No voy a caer en el maniqueísmo de enfrentar izquierdas a derechas, ni voy a entrar en el juego de si este referéndum es democrático o no, ni si en el proceso se respetan las leyes o no, ni si una mitad quiere imponer sobre la otra sus representaciones e imágenes de la vida en Cataluña y, por ende, en el resto del Estado, etc. Probablemente muchos estemos de acuerdo en que el «derecho a decidir» es una auténtica impostura y apenas si merece un minuto más de nuestro tiempo porque, con leyes estatales o autonómicas o sin leyes, se trata de una falacia en la que tratan de involucrarnos quienes malviven con su locuacidad. Prefiero plantear el problema efectuando dos interrogantes. En primer lugar, preguntar sobre qué hemos hecho mal en el pasado para llegar a la situación del próximo 1 de octubre y a continuación inquirir sobre qué debemos hacer desde el 2 de octubre para que en unos pocos años la siguiente generación no vuelva a plantear el mismo dilema. Sobre lo primero tengo las cosas muy claras; sobre lo segundo apenas sé qué se puede hacer, salvo algo que no gusta a ningún político ni probablemente a muchísimos intelectuales.
En el año 2006, me despedí de la Dirección de una Revista de mi Universidad de Málaga escribiendo un artículo que titulé «El error de Rocinante» [1] . El mencionado artículo nació de una declaración que me incomodó. Apenas ganadas unas elecciones, un político recomendaba la lectura del Quijote a la vista del cuarto centenario de la primera parte, que se iba a conmemorar al año siguiente. Pese a mi malestar porque Cervantes fuese — y todos los años sigue siéndolo con el premio que lleva su nombre— engullido por la política, quise ayudar a que mis alumnos comprendieran que el error del hidalgo, que se pierde entre dos épocas, como ahora nos sucede a tantos de nosotros, fue elegir un caballo inadecuado cuando fue derrotado en Barcelona. ¡Parecía una simplicidad elegir un caballo inapropiado para combatir en Barcelona! Pero los amantes de la prosa cervantina podrán recordar de inmediato la derrota del esmirriado Rocinante ante el grandor del caballo que montaba el caballero de la Blanca Luna. Así que yo, tan convencido de la circularidad que Nietzsche aprendió de Schopenhauer, me percaté de errores parangonables en la forma finalis de la modernidad y, sobre todo, en la construcción política de la España de 1977; y definí nuestro actual Estado de las Autonomías como un Estado negligente, fractal, incluso totalitario (el ejemplo del Parlament es elocuente), aunque, eso sí, nos engañaba con su expresividad. No lo podría decir ahora mejor que entonces porque, como fractal que es, un Estado negligente multiplica ad infinitum las laderas en que la parte se comporta como un todo.

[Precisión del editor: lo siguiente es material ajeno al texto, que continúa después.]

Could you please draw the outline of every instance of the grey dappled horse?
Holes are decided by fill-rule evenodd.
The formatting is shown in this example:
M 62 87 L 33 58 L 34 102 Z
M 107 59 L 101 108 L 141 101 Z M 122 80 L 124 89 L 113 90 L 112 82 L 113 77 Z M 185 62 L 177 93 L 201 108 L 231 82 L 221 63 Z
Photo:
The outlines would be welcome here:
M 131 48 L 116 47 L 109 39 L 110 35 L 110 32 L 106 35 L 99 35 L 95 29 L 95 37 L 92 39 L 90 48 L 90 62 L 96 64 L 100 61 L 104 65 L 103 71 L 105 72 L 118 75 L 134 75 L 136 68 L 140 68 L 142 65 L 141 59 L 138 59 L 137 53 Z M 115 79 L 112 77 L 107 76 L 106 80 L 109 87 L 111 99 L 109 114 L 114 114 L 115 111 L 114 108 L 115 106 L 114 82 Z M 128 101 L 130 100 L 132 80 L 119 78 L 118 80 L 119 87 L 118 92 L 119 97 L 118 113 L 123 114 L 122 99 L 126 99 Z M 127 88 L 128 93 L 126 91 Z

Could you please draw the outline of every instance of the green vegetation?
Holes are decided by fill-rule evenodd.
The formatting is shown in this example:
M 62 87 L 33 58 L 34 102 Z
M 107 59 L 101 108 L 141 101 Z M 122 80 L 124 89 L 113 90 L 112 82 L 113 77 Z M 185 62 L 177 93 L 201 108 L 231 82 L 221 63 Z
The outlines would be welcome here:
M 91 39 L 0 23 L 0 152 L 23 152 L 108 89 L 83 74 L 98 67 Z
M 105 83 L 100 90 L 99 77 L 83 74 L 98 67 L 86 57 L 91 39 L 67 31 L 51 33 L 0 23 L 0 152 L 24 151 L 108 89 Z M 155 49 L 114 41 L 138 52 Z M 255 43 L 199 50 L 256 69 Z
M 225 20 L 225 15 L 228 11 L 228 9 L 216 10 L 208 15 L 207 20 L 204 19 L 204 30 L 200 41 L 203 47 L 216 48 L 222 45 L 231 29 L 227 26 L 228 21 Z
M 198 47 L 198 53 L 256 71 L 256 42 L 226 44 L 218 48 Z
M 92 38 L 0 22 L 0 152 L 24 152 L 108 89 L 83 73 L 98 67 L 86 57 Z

Escribí yo entonces que una mirada retrospectiva desde aquel curso 2006-2007, que era mi trigesimocuarto año de actividad docente, sólo me permitía reconocer transferencias autonómicas dislocadas que habían ido desorganizando la vida de nuestros jóvenes desde el bachillerato o antes quizás, convirtiendo a todos nuestros alumnos en víctimas de ese Estado negligente por lo que se refiere a la experiencia de sucesivos planes de estudio, cuyo denominador común había consistido en justificar el tiempo de los políticos designados por los aparatos de los partidos para redactar los planes y aprobarlos, en utilizar una pedagogía de la comprensión que ignoraba todo lo que significaba esfuerzo (pedagogía que se convertía en una colaboradora impagable del sistema) y, sobre todo, una mirada local, llamada en España, «nación», «nacionalidad» o «realidad nacional» cuyo efecto más visible en nuestros jóvenes estudiantes había sido la interrupción de la cadena simbólica del saber y la imposibilidad de encadenar sus disciplinas. La cesión de la educación a los gobiernos autónomos en España ha sido un gran infortunio para todos y por eso me preguntaba yo: ¿qué aroma de la vieja piel de toro le llegará al vizcaíno del Quijote, a la Barcelona del Quijote, a la gente que vive a orillas del Ebro en el Quijote, a los percheles del Quijote, a la Sierra Morena del Quijote, a los de Sevilla, Granada, etc., citados en El Quijote, cuando la próxima generación se haya educado entre los intereses locales de los gobernantes autónomos, en los centros educativos y con los desastrosos planes de estudio que ellos han promovido y donde, finalmente, el primer criterio educativo es el apego a lo cercano? Si la historia del siglo XIX dominada por los conflictos borbónicos se reveló como una losa demasiada pesada para la España del siglo XX, ¿qué nos deparará el siglo XXI cuando comiencen a aflorar los efectos de la planificación negligente del Estado de las autonomías del siglo XX?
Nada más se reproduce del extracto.